A former US ambassador to Bolivia, Manuel Rocha, 73, was taken into custody in Miami on Friday by the FBI on charges of secretly acting as an agent of Cuba, according to two sources who spoke to the Associated Press on the condition of anonymity.
AP reported that Rocha is accused of working to advance the interests of the Cuban government inside the US, without registering with the justice department as required by law. The Justice Department has been cracking down on illegal foreign lobbying in recent years. The sources said that more details about the case will be revealed at a court hearing on Monday.
Rocha had a long and distinguished diplomatic career that spanned 25 years and both Democratic and Republican administrations. He specialized in Latin America during the cold war era, when the US pursued a range of political and military interventions in the region. He also served in the US Interests Section in Cuba, when the US and Cuba did not have full diplomatic ties under Fidel Castro’s regime.
Rocha was born in Colombia and grew up in a working-class family in New York City.
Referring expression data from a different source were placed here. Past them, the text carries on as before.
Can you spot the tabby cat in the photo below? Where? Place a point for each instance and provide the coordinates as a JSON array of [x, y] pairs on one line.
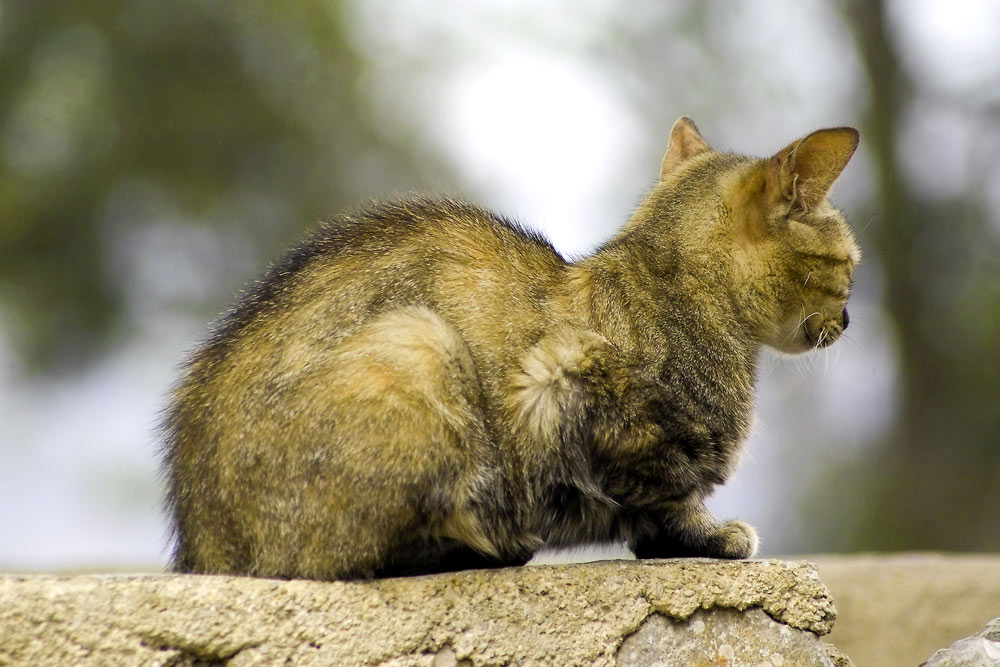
[[426, 386]]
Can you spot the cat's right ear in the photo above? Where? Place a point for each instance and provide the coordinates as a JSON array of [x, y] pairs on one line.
[[685, 143], [804, 172]]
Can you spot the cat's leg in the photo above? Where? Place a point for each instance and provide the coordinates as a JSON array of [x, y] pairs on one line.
[[388, 464], [688, 529]]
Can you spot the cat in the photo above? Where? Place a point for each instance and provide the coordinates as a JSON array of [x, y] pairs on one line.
[[425, 386]]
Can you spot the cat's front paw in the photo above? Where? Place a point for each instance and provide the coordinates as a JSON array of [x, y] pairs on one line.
[[734, 540]]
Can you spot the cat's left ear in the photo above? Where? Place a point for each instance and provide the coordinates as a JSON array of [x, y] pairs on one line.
[[805, 170], [685, 143]]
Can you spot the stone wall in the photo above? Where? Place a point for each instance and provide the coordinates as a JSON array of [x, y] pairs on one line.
[[898, 609], [675, 612]]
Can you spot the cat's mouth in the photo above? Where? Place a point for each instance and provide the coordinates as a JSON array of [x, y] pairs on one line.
[[820, 331]]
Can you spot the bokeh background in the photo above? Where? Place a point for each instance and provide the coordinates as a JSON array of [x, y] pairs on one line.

He earned degrees from Yale, Harvard and Georgetown before joining the foreign service in 1981. He was the US ambassador to Argentina from 1997 to 2000, during a period of economic and political turmoil that saw the country default on its massive foreign debt and go through five presidents in two weeks.
He then became the US ambassador to Bolivia, where he meddled in the 2002 presidential election, threatening to cut off US aid to the country if the voters elected Evo Morales, a former coca farmer and leftist leader.
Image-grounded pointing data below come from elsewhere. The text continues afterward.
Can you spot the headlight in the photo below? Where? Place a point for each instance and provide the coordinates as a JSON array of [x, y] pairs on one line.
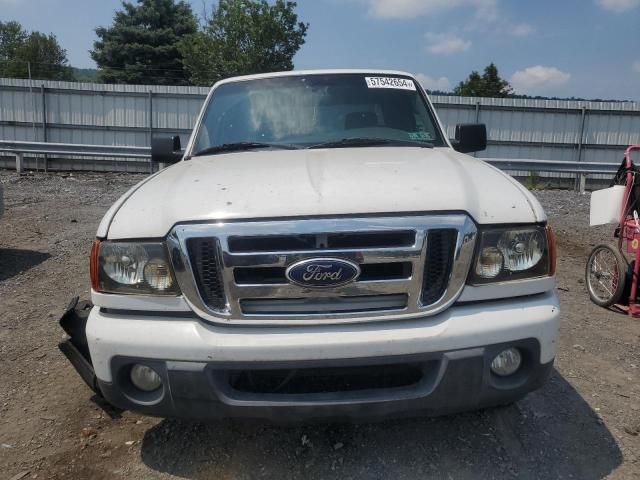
[[132, 268], [513, 254]]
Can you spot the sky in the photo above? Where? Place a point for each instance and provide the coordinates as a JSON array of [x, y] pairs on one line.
[[565, 48]]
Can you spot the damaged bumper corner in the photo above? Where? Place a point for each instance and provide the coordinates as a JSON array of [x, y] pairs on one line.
[[74, 344]]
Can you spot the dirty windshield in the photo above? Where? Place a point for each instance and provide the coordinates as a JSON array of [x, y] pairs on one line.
[[317, 110]]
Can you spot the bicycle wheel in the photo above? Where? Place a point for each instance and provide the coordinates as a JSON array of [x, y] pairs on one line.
[[605, 275]]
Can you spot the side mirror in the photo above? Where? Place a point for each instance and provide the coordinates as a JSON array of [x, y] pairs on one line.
[[166, 150], [470, 137]]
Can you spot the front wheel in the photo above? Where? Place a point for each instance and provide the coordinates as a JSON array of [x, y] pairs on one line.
[[605, 275]]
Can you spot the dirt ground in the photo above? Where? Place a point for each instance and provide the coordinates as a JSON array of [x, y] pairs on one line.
[[584, 424]]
“I want to remind the Bolivian electorate that if they vote for those who want Bolivia to return to exporting cocaine, that will seriously jeopardize any future aid to Bolivia from the United States,″ Rocha said in a speech that was widely seen as an attempt to maintain US hegemony in the region.
His intervention backfired, as Morales won the election three years later and expelled Rocha’s successor for inciting “civil war”.
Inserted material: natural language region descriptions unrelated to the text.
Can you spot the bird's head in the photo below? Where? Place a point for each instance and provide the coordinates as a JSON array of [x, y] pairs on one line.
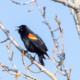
[[21, 29]]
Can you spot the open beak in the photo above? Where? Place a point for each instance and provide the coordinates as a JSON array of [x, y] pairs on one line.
[[17, 29]]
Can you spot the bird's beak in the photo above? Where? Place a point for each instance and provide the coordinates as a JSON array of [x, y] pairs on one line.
[[17, 29]]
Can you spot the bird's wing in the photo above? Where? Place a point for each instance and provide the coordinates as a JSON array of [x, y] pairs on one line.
[[37, 41]]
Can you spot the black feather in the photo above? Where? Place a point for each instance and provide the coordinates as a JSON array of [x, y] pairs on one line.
[[33, 45]]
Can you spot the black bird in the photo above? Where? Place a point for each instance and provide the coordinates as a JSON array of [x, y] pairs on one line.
[[33, 42]]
Rocha's career also included service in Italy, Honduras, Mexico, and the Dominican Republic, along with his role as a Latin America specialist for the National Security Council.
After retiring from the state department, Rocha embarked on a second career in business, holding senior positions at a gold mine in the Dominican Republic partly owned by Canada’s Barrick Gold, a coal exporter in Pennsylvania, a cannabis merger company, a law firm and a Spanish public relations firm.
“Our firm remains committed to transparency and will closely monitor the situation, cooperating fully with the authorities if any information becomes available to us,” Dario Alvarez, CEO of Llorente & Cuenca’s US operations, said in an email.